I’m trying to get a better understanding of how qualitative UX research can incorporate quantitative work, the kinds of quantitative work that folks have found themselves using in UX, and where they see this going in the future?

Myself, I’ve done mostly qualitative work within the UX field, but much of my psychology research was a combination of both. I find qualitative work makes more sense to me than qualitative, perhaps because there are always so many hidden assumptions in quantitative work.

At least in qualitative work, some of the explicit work around it includes hunting down and stating one’s assumptions.
In qualitative work, I’ve found it’s much easier to lose track of the assumptions necessary for a statistical analysis to make sense to use.
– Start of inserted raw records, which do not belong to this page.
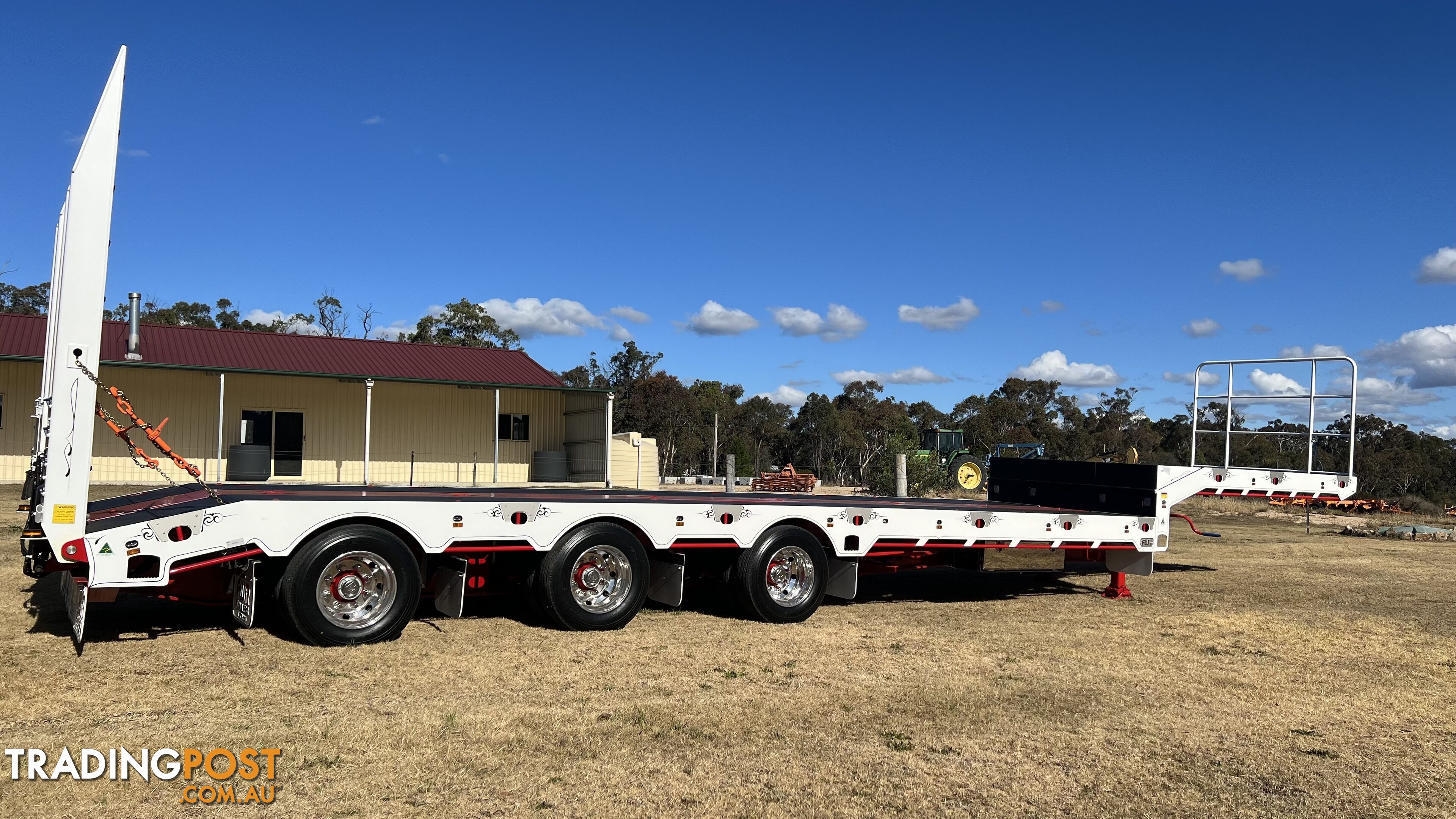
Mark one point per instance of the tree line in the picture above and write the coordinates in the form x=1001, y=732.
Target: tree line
x=852, y=438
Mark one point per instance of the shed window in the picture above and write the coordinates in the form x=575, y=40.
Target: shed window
x=516, y=428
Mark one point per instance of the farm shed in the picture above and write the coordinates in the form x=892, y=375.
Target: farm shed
x=436, y=414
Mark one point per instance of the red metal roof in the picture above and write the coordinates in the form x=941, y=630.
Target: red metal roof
x=237, y=350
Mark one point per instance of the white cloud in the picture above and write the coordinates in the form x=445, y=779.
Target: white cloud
x=1206, y=378
x=532, y=318
x=1202, y=328
x=785, y=394
x=1428, y=355
x=1439, y=267
x=394, y=331
x=268, y=317
x=951, y=317
x=1244, y=270
x=909, y=375
x=717, y=320
x=1385, y=397
x=1317, y=352
x=1055, y=366
x=1276, y=384
x=841, y=326
x=632, y=315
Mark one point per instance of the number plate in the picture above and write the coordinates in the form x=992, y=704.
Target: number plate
x=245, y=594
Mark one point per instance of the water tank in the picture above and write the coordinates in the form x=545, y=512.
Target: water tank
x=549, y=467
x=249, y=463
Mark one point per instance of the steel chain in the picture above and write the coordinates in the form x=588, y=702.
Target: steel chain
x=132, y=448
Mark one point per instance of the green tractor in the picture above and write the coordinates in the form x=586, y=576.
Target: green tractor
x=966, y=470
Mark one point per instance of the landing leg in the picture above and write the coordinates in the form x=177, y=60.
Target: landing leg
x=1117, y=589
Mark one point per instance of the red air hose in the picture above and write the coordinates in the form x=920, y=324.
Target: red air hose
x=1196, y=530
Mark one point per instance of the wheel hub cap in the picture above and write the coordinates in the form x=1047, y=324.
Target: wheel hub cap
x=357, y=589
x=602, y=579
x=791, y=576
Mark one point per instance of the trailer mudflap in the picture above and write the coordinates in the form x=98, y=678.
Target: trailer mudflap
x=844, y=579
x=1129, y=562
x=75, y=591
x=666, y=582
x=450, y=582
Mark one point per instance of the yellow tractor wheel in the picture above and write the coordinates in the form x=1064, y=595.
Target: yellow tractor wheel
x=969, y=474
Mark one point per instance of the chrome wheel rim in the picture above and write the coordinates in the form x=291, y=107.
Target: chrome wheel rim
x=357, y=589
x=601, y=579
x=790, y=576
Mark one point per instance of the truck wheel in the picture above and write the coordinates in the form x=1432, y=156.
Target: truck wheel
x=595, y=579
x=351, y=585
x=967, y=474
x=783, y=577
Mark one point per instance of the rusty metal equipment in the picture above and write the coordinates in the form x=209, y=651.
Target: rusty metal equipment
x=785, y=480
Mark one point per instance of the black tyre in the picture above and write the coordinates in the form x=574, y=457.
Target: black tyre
x=783, y=577
x=595, y=579
x=967, y=473
x=351, y=585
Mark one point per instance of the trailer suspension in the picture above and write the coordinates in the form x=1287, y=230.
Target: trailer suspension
x=154, y=435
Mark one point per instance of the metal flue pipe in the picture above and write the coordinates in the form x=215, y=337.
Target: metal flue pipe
x=135, y=331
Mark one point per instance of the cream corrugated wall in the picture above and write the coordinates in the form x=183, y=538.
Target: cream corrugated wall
x=19, y=385
x=450, y=430
x=625, y=465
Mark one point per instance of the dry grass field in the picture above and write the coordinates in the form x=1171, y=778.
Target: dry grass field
x=1265, y=674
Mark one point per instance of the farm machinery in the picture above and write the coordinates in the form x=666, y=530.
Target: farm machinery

Is your underlying population on a normal curve? Is it one-sided? Are p-values appropriate? Are regression tests? What about primary component analysis?

I have found it difficult to correctly identify the appropriate statistical method to apply to problems at hand.

Does anyone else have thoughts on this? Maybe pointers to suggest for more on how to best incorporate quantitative research into UX without making too many unfounded assumptions in the process?

I’ve had at least one hiring manager mention that quantitative research is going to be a bigger part of UX practice in the future. This makes total sense to me, and at the same time, I can’t figure out what that means - and math and statistics have never been difficult for me. Figuring out which method apply when, that’s hard.

If you were trying to measure success quantitatively, how would you? If you were trying to determine if the methods you’d been using - personally or in a company - were actually the right ones to answer the question of measuring success, what would you do?